Pemerintah terus mematangkan proses pembentukan induk usaha (holding) Badan Usaha Milik Negara (BUMN) bidang minyak dan gas bumi (migas). PT Pertamina (Persero) didapuk sebagai induk usaha, sedangkan PT Perusahaan Gas Negara Tbk (PGN) dan PT Pertamina Gas (Pertagas) menjadi anak usahanya. Namun, skemanya PGN akan mengakuisisi seluruh saham Pertagas agar tidak ada tumpang tindih dalam pembangunan jaringan gas.

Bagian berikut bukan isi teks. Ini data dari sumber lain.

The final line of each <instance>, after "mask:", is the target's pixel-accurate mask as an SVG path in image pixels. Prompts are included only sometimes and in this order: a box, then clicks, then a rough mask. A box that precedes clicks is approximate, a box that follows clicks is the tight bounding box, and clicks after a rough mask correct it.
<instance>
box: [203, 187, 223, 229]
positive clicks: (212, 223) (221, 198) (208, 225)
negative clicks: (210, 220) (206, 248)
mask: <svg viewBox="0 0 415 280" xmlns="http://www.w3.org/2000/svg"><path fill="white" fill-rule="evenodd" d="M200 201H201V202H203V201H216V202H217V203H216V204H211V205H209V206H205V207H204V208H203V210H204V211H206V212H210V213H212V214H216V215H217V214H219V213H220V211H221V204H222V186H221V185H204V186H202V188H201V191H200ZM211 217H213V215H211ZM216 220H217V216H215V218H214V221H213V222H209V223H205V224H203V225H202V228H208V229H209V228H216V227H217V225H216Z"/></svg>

Deputi bidang Usaha Energi, Logistik, dan Kawasan Kementerian BUMN Edwin Hidayat Abdullah mengatakan, pembentukan induk usaha migas ini diawali dengan tahap akuisisi Pertagas, anak usaha Pertamina, oleh PGN. Untuk membiayai hajatan tersebut, PGN akan terlebih dahulu menerbitkan saham baru alias right issue. “Saham Pertagas akan diberikan ke PGN,” kata dia beberapa hari lalu.
Sekadar informasi, saat ini pemerintah memiliki 57 persen saham PGN, dan sisanya dimiliki oleh publik. Jika mengacu nilai kapitalisasi pasar sebesar Rp 62,18 triliun, maka nilai kepemilikan saham pemerintah tersebut sekitar Rp 35,44 triliun.

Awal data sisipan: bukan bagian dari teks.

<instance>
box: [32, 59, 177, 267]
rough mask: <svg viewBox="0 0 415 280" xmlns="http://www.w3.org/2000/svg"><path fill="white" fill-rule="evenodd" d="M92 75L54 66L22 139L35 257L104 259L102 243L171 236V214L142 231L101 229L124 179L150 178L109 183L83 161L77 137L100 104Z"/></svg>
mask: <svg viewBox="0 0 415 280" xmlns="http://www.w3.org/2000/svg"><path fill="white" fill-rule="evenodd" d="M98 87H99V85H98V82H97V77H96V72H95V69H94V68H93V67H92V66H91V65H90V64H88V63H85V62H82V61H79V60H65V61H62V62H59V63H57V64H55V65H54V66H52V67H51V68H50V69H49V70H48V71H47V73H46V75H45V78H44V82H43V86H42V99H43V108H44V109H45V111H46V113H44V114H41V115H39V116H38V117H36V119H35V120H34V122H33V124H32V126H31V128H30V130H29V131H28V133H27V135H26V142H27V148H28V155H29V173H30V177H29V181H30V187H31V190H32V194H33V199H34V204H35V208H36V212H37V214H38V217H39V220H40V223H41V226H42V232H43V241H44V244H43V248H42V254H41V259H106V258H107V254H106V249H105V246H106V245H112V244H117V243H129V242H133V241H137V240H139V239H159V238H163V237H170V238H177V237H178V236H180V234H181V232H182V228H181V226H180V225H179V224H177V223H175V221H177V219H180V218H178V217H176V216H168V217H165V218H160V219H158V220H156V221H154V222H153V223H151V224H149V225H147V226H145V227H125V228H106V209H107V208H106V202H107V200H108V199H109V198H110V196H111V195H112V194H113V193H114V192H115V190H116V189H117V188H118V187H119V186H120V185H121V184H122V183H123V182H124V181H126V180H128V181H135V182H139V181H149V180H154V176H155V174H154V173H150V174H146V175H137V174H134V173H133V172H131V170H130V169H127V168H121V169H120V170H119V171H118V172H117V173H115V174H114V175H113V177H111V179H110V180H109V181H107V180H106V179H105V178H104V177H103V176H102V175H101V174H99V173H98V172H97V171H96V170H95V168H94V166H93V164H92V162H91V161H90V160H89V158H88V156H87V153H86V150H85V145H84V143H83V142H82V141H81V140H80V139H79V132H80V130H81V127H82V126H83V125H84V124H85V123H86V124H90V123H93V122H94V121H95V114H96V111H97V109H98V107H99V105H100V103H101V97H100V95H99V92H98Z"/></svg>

Setelah Pertagas melebur ke dalam PGN melalui skema akuisisi, barulah PGN dialihkan menjadi anak usaha Pertamina sebagai holding BUMN migas. Semua saham PGN yang dimiliki pemerintah akan dialihkan kepada Pertamina melalui skema inbreng.

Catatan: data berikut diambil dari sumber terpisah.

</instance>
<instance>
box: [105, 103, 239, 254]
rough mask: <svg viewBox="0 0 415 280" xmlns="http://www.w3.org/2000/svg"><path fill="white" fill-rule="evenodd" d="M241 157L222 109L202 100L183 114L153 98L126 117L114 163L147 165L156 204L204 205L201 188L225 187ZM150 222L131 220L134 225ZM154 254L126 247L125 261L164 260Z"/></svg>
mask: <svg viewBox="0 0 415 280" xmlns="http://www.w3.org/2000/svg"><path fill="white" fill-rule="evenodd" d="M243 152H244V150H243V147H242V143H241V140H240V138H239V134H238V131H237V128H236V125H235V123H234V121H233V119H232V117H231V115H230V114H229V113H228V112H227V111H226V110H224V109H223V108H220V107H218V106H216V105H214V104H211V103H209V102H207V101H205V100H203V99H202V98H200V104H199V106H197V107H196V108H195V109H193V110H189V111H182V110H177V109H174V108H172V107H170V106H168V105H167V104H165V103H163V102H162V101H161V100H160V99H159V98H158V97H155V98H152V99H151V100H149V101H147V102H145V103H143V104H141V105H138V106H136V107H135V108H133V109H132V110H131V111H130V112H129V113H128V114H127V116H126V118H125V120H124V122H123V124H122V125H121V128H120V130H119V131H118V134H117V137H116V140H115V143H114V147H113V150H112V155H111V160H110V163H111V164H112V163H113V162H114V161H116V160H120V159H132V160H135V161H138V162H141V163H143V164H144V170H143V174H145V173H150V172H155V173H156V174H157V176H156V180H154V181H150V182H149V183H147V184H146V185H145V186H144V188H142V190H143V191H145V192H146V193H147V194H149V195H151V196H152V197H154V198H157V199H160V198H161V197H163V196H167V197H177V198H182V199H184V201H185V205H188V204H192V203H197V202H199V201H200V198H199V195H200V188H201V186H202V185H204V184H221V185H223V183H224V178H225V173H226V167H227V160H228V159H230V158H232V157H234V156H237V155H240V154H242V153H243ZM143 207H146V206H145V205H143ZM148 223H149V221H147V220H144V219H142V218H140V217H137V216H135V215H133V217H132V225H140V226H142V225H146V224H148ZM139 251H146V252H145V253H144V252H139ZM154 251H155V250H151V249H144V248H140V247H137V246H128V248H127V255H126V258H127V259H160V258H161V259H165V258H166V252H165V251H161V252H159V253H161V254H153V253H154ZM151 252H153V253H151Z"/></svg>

(Baca: Menteri Rini Putuskan PGN Akan Jadi Anak Usaha Pertamina)
Dengan skema tersebut, Edwin berharap tidak ada lagi investasi pipa gas yang tumpang tindih antara PGN dan Pertagas. “Kalau kami lihat jalur pipa Pertamina, Rp 15 triliun bisa diinvestasikan ke PGN. Itu lebih efisien kan biayanya,” ujar dia.
Rencana pembentukan induk usaha BUMN ini juga didukung Kementerian Energi dan Sumber Daya Mineral (ESDM). Direktur Jenderal Migas Kementerian ESDM I.G.N. Wiratmaja Puja mengatakan, adanya holding akan mempercepat pembangunan infrastruktur sektor energi. “Pembangunan infrastruktur bisa masif,” kata dia dikutip dari situs resmi Direktorat Jenderal Migas, Kamis (21/4). (PGN Akan Bangun Pipa Gas 1.680 Kilometer)
Hingga tahun 2030, Kementerian ESDM rencananya akan membangun infastruktur gas sebesar US$ 24,8 miliar dengan perincian: pembangunan pipa sebesar US$ 12 miliar, liquefaction US$ 1,3 miliar, SPBG US$ 1,93 miliar, regasifikasi US$ 6,1 miliar, gas kota sebesar US$ 2,2 miliar dan LPG US$ 0,4 miliar.
Meski sudah ada wacana holding tersebut, Presiden Direktur Pertagas Hendra Jaya belum mau berkomentar. “Saya belum mengetahui skenario itu,” kata dia kepada Katadata, Kamis (21/4). Sementara pihak PGN juga tidak merespon rencana tersebut meski Katadata sudah berusaha menghubungi Direktur Strategi dan Pengembangan Binis PGN M. Wahid Sutopo melalui pesan singkat.
Wakil Ketua Komisi VI Dewan Perwakilan Rakyat (DPR) Azam Azman juga mengaku belum mengetahui rencana pembentukan induk usaha BUMN migas. Padahal, sebelum menerbitkan Peraturan Pemerintah, seharusnya Menteri BUMN bisa berkoordinasi dengan DPR. “Rini Soemarno (Menteri BUMN) tidak bisa melaksanakan itu sebelum ada pembicaraan dengan Komisi VI,” ujar Azman. (Baca: Peraturan Pemerintah tentang Induk Usaha BUMN Segera Terbit)
Namun, dia mengakui, pembicaraan dengan Menteri BUMN saat ini memang masih menjadi kendala. Salah satu penyebabnya adalah surat pimpinan DPR yang melarang Rini untuk menghadiri rapat di DPR. Untuk itu, dia meminta agar pimpinan DPR segera mencabut surat larangan tersebut. Jika tidak maka bisa menghalangi kerja Komisi VI.